Accessible resources give better experiences for all users and reduces risks for your organisation - for example less risk of learners failing and less risk of disabled learners being disadvantaged. Xerte is being used with learners across the spectrum – from entry level and basic skills to undergraduates. To go straight to the accessibility guidance click accessibility guidance for users or accessibility guidance for authors. Alternatively find out more about Xerte and accessibility by reading on.
Xerte has many accessibility benefits including long term partnerships with JISC, technical design, pedagogical design, an open source community and a mobile friendly output. These are explained below.
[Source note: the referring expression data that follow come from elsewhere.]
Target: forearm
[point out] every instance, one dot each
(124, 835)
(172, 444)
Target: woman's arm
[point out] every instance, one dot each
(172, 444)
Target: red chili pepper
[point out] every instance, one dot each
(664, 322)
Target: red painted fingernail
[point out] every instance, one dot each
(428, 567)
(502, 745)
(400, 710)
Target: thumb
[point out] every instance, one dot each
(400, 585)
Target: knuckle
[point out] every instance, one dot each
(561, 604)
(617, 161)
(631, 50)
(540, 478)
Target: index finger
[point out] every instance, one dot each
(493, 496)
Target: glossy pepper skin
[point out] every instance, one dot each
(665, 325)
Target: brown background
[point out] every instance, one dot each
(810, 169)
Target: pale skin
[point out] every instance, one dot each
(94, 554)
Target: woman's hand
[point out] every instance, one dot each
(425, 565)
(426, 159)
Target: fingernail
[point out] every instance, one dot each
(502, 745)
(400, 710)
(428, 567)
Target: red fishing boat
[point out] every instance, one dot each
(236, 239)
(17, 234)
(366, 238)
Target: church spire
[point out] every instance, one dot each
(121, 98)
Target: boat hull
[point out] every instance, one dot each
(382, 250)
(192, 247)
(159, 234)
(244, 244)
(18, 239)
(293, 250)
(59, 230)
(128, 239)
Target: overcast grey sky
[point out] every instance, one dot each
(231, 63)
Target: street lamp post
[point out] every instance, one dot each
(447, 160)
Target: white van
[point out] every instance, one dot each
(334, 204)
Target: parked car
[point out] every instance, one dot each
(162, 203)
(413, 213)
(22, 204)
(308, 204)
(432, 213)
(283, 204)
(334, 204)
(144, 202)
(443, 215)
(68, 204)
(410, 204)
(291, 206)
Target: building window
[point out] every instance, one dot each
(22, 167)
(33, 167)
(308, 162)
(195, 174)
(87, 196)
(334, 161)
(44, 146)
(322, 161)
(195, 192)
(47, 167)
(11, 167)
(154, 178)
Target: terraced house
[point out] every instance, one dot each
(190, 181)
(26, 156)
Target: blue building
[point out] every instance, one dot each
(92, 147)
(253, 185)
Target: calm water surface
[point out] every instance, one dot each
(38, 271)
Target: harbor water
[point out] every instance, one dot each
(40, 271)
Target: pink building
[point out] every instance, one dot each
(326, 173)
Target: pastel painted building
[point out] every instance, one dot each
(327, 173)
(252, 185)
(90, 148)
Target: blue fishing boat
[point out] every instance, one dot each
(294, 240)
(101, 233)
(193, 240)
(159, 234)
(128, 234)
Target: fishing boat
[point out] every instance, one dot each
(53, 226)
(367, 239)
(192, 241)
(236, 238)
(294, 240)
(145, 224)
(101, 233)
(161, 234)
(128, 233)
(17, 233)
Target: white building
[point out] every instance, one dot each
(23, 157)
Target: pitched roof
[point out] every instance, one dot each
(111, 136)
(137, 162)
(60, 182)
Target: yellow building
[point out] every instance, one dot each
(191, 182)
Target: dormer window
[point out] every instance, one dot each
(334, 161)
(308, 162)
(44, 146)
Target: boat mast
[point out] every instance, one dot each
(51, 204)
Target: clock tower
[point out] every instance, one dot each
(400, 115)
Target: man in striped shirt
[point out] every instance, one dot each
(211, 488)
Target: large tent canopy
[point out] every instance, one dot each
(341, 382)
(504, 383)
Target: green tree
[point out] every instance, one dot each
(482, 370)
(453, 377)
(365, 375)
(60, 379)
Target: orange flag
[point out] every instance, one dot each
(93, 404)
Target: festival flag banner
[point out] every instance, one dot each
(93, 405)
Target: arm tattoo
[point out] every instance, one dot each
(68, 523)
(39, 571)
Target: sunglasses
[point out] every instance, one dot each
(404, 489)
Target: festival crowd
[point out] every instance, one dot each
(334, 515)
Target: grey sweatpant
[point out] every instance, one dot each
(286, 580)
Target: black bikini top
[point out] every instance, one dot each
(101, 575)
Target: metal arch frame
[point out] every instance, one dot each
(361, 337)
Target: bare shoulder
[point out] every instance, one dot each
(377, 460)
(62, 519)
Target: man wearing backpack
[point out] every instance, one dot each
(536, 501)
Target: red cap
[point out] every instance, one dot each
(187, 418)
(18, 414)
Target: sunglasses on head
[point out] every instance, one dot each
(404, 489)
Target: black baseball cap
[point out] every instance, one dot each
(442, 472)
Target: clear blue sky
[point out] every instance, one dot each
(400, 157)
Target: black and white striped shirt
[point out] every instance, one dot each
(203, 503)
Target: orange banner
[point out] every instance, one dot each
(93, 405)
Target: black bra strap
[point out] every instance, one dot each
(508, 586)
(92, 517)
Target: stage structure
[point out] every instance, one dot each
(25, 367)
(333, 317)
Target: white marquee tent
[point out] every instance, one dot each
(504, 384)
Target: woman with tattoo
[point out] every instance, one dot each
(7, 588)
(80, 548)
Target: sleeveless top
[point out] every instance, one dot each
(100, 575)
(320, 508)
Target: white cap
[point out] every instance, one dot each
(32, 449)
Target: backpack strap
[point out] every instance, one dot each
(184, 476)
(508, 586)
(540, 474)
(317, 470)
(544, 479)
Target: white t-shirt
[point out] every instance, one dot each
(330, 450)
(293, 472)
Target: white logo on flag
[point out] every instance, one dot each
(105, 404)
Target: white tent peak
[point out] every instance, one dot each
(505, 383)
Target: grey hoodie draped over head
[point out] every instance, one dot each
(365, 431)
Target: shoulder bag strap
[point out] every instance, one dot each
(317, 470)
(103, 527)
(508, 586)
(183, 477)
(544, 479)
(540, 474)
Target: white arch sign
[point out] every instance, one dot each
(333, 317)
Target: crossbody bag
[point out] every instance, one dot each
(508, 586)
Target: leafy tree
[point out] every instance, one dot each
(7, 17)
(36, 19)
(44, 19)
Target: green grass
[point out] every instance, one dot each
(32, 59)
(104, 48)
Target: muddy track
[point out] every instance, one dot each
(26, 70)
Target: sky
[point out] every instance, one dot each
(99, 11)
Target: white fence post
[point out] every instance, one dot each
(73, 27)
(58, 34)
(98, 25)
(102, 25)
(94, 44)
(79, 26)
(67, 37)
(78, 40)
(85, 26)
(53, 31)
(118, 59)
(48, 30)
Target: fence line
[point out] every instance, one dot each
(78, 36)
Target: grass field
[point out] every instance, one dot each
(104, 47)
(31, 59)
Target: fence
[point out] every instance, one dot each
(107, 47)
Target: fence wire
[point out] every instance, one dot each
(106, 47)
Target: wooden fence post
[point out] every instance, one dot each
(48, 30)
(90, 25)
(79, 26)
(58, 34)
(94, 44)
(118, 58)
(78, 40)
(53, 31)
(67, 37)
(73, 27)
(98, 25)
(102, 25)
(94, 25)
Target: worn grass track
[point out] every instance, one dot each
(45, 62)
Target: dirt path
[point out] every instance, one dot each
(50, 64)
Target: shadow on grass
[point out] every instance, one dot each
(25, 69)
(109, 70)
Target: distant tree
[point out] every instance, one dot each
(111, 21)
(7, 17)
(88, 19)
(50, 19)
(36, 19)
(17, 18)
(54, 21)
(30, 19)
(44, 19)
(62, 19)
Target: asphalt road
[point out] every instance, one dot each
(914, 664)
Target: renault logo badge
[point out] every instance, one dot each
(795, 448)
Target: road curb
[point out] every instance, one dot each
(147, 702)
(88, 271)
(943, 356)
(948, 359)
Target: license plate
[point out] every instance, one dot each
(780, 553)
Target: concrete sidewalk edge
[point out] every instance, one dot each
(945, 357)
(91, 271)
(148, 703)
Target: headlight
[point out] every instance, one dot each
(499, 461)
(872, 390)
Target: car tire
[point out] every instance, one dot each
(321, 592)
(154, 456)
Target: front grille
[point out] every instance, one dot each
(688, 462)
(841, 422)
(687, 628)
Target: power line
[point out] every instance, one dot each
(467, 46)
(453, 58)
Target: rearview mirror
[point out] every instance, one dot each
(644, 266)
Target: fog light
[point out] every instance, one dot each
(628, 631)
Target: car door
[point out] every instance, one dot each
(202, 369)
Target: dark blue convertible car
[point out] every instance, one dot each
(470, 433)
The Xerte project worked closely with the former JISC TechDis service and JISC Regional Support Centres. JISC support directly led to user testing opportunities and on-going accessibility improvements. JISC Regional Support Centres helped organisations as diverse as work based learning, adult learning, specialist colleges and universities use Xerte to create more inclusive learning resources. The Open University was actively involved in testing and accessibility. Xerte is now part of Apereo
* high level of keyboard accessibility for non-mouse users
* easy zoom and/or text resize using inbuilt browser options - for example in Internet Explorer use [CTRL +] to zoom or View > Text size >Largest to increase text size without zooming.
* compatibility with text to speech tools including browser plugins (eg ChromeSpeak for GoogleChrome), free and portable tools like Orato, Balabolka or DSpeech or commercial tools like ClaroRead, Text Help Read and Write Gold etc.
* most page types compatible with screenreader tools. ARIA Landmarks aid screenreader navigation.
* templates allowing rich media use - images, video and audio
* automatic table of contents. Every page is within three clicks
* auto-marked interactivities allowing formal and informal self testing with feedback
* easy sharing/adapting allowing resources to be repurposed for different user needs and contexts
* learners can subscribe to RSS feeds to get new or updated learning resources
* the ease of use allows non technical teachers/trainers to move to rich accessible online approaches and allows you to use learners as content creators
* runs on mobile devices and tablets (see below)
* learning objects can be easily tagged as Open Educational Resources. This makes them easy to discover by teachers or learners. A wider pool of resources makes it easier to meet learner needs.
If your learners have particular access needs and you have people with the right technical skills you can adapt pages or create new types to suit your learners. Your page type could end up being part of the main build. If you encounter difficulties interacting with an assistive technology you can work with the Xerte community to improve the code.
For many learners, mobile tablet or phone devices offer 'just in time' support. Xerte Toolkits 2.0 and upward creates learning resources in HTML5 meaning most of your pages will run on most browsers and devices. Even better, it is back-compatible. If you upgrade your Xerte installation you can turn your old Flash learning resources into mobile friendly HTML5 in a single click.
The small screen of a smartphone means that some interactive page types may work technically but may not be very usable (for example timeline drag and drop). The Xerte Toolkits installation now includes a new "Website" or "Bootstrap" template with a more limited number of page types that are optimised for mobile devices. This allows you to choose to author for
1) a mixed PC/Tablet/Mobile setting where you provde rich interactivity but accept that some pages won't work so well on phones or
2) phone-specific resources with a more restricted set of page types but a high compatibility with a wide range of mobile phones.